La viande est ensuite rôtie pour le banquet ; la peau de la vache est découpée en bandes par les mères des nouveaux aînés, chaque mère donnant à son fils un anneau en peau de vache pour marquer l’événement. Il peut maintenant se marier et sa mère peut inviter la nouvelle fiancée sous son toit jusqu’à ce qu’elle  crée son propre foyer. Comme les Masais pratiquent la polygamie, son mari ne vit pas tout le temps dans la même maison. Il rend régulièrement visite aux foyers de ses épouses et enfants.
En tant que nouvel « aîné » il s’initie auprès des anciens, respectés pour leur expérience et leur sagesse et qui forment le conseil du village, prenant les décisions importantes et résolvant les disputes.

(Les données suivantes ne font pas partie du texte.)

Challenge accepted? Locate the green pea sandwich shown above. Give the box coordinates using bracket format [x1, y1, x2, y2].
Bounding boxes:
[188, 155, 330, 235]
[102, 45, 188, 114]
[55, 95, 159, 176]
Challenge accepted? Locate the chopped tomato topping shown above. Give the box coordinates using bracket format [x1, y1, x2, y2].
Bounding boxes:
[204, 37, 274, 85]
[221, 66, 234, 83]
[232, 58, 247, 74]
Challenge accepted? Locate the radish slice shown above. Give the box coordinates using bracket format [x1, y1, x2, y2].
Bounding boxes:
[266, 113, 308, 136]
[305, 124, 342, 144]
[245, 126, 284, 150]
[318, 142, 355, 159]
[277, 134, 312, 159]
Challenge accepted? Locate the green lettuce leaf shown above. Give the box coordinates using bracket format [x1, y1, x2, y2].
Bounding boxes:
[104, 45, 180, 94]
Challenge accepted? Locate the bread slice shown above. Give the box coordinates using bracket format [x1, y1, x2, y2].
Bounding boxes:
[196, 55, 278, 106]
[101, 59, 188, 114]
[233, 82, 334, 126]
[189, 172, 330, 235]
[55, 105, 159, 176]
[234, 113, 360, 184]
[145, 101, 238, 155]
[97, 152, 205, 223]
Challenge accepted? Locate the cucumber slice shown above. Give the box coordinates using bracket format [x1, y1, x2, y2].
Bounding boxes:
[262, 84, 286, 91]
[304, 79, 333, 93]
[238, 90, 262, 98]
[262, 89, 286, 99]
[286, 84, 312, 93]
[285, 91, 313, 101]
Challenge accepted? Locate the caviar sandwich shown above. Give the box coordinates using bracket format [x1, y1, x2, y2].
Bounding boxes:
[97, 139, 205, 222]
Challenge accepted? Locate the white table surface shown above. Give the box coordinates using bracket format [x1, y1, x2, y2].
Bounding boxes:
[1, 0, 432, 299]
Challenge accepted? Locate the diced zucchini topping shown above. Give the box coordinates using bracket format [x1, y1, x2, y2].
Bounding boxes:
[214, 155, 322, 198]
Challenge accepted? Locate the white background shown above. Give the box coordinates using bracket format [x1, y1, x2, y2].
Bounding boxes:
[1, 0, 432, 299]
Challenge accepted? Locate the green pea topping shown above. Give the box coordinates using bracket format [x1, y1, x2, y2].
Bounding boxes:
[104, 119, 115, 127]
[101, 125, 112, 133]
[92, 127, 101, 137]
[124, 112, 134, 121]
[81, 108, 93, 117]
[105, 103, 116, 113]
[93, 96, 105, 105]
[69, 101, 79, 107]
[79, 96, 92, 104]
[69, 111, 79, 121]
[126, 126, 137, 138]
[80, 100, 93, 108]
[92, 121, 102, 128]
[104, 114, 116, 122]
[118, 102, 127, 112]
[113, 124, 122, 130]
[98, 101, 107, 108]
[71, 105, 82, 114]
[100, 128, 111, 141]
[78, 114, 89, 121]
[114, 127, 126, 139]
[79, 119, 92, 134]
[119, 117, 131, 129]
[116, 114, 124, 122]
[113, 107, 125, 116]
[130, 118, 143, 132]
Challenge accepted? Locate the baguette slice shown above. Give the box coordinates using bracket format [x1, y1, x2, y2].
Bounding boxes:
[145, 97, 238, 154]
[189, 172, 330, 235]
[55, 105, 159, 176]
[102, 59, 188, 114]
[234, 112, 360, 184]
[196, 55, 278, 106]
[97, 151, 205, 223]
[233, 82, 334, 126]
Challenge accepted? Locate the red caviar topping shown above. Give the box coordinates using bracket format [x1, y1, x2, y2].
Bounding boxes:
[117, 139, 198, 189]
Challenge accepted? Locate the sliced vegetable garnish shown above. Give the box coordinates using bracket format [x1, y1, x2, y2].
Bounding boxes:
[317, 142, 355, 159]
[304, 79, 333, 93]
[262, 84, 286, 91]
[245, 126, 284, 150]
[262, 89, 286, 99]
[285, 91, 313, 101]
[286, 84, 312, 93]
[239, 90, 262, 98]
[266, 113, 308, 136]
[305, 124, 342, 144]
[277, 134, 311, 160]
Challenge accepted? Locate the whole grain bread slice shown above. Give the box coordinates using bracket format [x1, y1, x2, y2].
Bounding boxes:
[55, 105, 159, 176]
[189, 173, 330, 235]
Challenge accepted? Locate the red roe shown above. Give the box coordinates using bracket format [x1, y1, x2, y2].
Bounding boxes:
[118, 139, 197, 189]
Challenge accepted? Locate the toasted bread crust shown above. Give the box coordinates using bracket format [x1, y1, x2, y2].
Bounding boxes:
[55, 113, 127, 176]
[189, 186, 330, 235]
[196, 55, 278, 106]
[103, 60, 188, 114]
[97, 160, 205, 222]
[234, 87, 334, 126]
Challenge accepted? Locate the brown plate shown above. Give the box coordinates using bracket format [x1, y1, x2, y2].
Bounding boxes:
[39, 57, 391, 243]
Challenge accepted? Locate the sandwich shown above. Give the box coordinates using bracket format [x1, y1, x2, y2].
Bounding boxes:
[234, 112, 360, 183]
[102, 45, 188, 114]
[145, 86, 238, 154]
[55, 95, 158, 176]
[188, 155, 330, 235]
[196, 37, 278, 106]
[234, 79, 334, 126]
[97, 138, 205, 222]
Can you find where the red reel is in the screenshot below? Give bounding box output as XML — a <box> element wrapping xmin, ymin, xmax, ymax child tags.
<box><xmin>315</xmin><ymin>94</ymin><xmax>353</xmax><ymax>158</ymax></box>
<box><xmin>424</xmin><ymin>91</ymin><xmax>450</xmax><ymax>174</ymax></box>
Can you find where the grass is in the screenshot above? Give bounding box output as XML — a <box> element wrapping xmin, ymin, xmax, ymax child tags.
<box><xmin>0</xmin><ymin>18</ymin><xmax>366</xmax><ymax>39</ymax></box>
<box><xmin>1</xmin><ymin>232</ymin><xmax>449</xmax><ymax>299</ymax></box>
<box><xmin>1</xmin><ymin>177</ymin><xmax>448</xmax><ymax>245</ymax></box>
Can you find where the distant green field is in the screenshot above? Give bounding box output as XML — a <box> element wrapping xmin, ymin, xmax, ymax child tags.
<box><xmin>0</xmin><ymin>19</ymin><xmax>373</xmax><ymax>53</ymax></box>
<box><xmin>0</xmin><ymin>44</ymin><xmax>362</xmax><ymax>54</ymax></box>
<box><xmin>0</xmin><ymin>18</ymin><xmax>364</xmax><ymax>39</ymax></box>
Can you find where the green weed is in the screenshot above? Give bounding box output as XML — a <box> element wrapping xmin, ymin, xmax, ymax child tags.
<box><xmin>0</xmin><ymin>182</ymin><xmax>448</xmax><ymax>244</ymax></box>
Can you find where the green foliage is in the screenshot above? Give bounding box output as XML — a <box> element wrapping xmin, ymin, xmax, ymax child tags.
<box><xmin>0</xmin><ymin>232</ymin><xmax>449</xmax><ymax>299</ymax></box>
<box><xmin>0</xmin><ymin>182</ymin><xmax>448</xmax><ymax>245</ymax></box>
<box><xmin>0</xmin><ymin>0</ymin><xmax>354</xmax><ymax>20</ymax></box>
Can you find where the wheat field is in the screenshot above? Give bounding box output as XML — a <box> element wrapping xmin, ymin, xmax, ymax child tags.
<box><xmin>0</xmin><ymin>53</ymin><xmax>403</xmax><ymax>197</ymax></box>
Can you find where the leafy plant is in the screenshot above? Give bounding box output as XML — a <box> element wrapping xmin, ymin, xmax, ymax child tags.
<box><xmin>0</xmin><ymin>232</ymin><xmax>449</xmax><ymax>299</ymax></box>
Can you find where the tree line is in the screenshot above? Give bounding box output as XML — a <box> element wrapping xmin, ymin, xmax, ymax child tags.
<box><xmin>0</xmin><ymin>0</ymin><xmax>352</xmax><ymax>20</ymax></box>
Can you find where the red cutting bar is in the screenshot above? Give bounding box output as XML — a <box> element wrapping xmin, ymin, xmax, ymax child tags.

Les femmes plus âgées du village sont aussi respectées : elles jouent un rôle important pendant les cérémonies et révèlent les problèmes existants aux anciens.
Le père d’un jeune « aîné » est appelé un ancien accompli et il le devient pendant une cérémonie appelée « le passage de la clôture » Il s’installe dans une hutte séparée pendant quatre jours et en sort en portant une nouvelle tenue : une cape en fourrure sur une cape noire en vachette ornée de perles. Il porte aussi un bâton, un chasse-mouches et une gourde remplie de bière de miel !


Comment va ton troupeau aujourd’hui ?


Mais quelle que soit la classe d’âge, la vie des Masais tourne autour du bétail.  Les Masais sont des pasteurs : ils font de l’élevage de bétail qu’ils croient avoir été crée par leur dieu, Enkai, spécialement pour eux, et c’est pourquoi ils ont l’habitude de se battre contre d’autres tribus et leur prennent leur bétail. Etant donné que tout le bétail existant dans le monde leur appartient comment cela pourrait-il être considéré comme un vol ?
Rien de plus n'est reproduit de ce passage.